- David Kettle
- 7 August 2018
Sublime critique of colonialism
Kiwi magic lanternist and raconteur Arthur Meek delivers a lengthy trigger-warning prologue to his sly updating of Samuel Butler's 19th-century sci-fi tale, made in collaboration with Edinburgh's Magnetic North theatre company. The views we're about to hear on race and empire, he explains, are obviously abhorrent to us now, and as a straight, white male, he's the worst person to be tackling them.

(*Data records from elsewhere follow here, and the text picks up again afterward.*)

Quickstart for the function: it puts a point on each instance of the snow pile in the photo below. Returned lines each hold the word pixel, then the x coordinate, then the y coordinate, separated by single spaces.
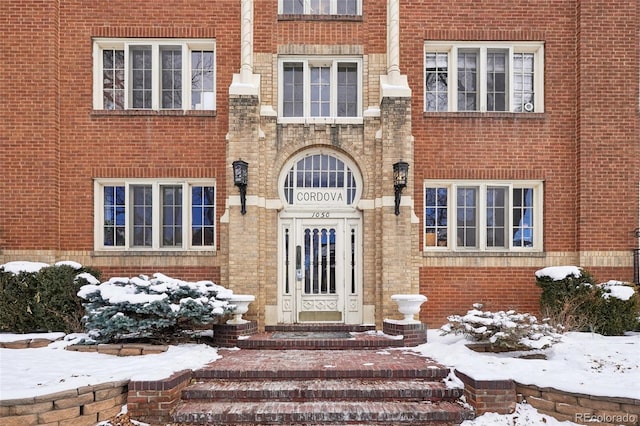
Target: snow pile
pixel 559 273
pixel 616 289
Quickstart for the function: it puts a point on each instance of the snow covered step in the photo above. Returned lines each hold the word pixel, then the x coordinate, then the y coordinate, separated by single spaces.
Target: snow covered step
pixel 301 390
pixel 321 412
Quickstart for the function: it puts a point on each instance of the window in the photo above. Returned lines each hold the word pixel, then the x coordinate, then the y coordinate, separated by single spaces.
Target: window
pixel 483 216
pixel 320 90
pixel 151 215
pixel 320 7
pixel 483 77
pixel 153 75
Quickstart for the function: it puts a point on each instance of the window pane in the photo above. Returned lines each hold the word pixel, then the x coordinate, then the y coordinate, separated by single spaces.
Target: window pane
pixel 467 81
pixel 113 79
pixel 436 204
pixel 171 90
pixel 436 81
pixel 320 91
pixel 202 215
pixel 142 212
pixel 114 220
pixel 320 7
pixel 496 215
pixel 347 90
pixel 292 102
pixel 523 225
pixel 523 83
pixel 293 7
pixel 202 94
pixel 346 7
pixel 141 77
pixel 496 81
pixel 171 197
pixel 467 221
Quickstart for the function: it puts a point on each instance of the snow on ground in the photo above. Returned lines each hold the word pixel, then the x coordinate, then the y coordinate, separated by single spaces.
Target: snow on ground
pixel 582 362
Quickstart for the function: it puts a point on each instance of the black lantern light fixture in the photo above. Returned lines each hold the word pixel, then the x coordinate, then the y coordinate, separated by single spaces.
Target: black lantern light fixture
pixel 400 176
pixel 240 177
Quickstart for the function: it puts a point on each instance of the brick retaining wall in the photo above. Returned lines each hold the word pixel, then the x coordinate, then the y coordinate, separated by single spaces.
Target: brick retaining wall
pixel 86 405
pixel 501 396
pixel 581 408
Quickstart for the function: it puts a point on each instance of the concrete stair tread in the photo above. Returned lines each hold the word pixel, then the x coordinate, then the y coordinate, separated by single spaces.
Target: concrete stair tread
pixel 332 412
pixel 333 389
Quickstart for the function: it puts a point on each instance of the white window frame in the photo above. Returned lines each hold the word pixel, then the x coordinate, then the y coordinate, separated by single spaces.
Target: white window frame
pixel 307 63
pixel 452 48
pixel 156 184
pixel 186 45
pixel 333 8
pixel 481 215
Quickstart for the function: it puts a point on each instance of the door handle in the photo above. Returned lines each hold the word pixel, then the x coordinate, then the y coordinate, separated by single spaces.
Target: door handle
pixel 299 263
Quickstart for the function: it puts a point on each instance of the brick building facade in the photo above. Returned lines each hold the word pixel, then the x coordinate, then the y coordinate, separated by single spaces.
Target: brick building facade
pixel 520 126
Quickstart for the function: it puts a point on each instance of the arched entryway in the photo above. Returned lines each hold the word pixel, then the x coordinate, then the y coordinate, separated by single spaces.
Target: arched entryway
pixel 320 240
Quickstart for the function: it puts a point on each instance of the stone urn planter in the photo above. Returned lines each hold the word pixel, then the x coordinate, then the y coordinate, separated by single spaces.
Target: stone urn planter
pixel 409 305
pixel 241 302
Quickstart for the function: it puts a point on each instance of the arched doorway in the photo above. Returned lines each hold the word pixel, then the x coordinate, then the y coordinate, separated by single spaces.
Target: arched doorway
pixel 320 240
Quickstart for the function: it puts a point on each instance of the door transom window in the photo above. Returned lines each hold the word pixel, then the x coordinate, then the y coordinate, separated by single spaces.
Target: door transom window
pixel 320 179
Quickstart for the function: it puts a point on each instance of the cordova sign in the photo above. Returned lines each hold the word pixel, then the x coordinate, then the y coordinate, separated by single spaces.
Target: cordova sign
pixel 319 196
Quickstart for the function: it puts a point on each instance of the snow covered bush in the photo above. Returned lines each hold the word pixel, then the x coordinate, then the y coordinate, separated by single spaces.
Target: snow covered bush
pixel 571 298
pixel 502 330
pixel 159 308
pixel 36 296
pixel 617 308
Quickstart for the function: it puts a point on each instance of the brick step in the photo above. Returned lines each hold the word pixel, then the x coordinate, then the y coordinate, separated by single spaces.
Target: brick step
pixel 320 412
pixel 320 327
pixel 325 339
pixel 301 390
pixel 320 364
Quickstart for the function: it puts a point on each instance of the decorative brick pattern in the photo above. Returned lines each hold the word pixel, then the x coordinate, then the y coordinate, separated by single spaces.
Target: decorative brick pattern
pixel 124 349
pixel 498 396
pixel 228 335
pixel 87 405
pixel 413 334
pixel 153 401
pixel 581 408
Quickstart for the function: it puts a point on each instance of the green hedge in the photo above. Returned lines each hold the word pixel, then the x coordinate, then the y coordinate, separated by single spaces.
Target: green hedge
pixel 42 301
pixel 578 304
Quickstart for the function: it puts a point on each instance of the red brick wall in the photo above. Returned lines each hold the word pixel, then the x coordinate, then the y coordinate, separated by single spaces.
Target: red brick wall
pixel 608 123
pixel 494 146
pixel 29 200
pixel 454 290
pixel 150 146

It makes for a startling, hilarious opening to Meek's gloriously tongue-in-cheek recasting of Butler's satirical tale, in which a gung-ho explorer finds his own beliefs seduced and colonised by the literally backwards values of the mysterious but utopian land of Erewhon, where women have the upper hand (just imagine!), where illness is punished and crime nursed back to normality, where wealth is pitied but poverty prized.
Despite his likeable magic lantern slides, it's Meek's droll storytelling that carries the show, supported brilliantly by the retro-futuristic tunes played live by Meek's compatriot Eva Prowse. The show becomes more opaque as it strays into time travel and the threat from conscious technology towards its end. But as a critique of colonialism, and a merciless send-up of hand-wringing liberal inertia, Meek's new Erewhon is a sublime achievement.
Summerhall, until 26 Aug (not 13, 20), 1.25pm, £10 (£8).